Notice that in each case the output directory has been named to indicate which scanner was disabled.

In most cases that we have seen, the crash results from a combination of a regular scanner and a recursive scanner. This means that you may be able to stop the crash by turning off one of two scanners---for example, either the email scanner or the gzip scanner.  Some experimentation may be necessary to find the optimal settings.

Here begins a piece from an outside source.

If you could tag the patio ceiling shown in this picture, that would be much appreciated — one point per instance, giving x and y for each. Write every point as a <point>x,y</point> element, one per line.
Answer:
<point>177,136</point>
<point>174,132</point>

If you wish to assist in the debugging of bulk_extractor, it is useful to find out the smallest number of scanners that, when enabled, cause bulk_extractor to crash with your particular disk image.  You can turn off all of the scanners except the email scanner with the "-E email" command. You can then enable individual scanners by preceding the scanner name with the "-e" command. For example, to run just email and gzip, use this command:

  % bulk_extractor -o out10  -E email -e gzip disk_image.raw


STEP FOUR: INVESTIGATE OTHER PARAMETERS

There are several other parameters that you can adjust to perhaps get past a crash.

3a - Enable Crash Protection will allow bulk_extractor to recover from certain kinds of crashes. Unfortunately the recovery mode is inconsistent. For this reason crash protection is disabled by default.  

To enable Crash Protection, run bulk_extractor with the "-c" command.


3b - Set the maximum recursion depth.

By default, bulk_extractor will recurse a maximum of five times. You may discover that you can prevent it from crashing on some media by limiting the number of recursions to 1 or 2. To do that use the "-M" command:

  % bulk_extractor -o out10  -M 2 disk_image.raw


STEP FIVE: CAPTURE A TRACE

bulk_extractor is multi-threaded, which means that multiple threads of execution run at the same time within the program. In standard use bulk_extractor creates one thread to read all of the pages from the disk. Between 1 and NN threads are then created to process the pages. Pages are not processed roughly in order, although different different pages take different amounts of time to process, so it is likely that some pages will start processing before other pages finish.

You can have bulk_extractor print every time it starts and exits a scanner with the "-d1" option. It's not clear that this will actually help you debug the problem you encounter, but it might.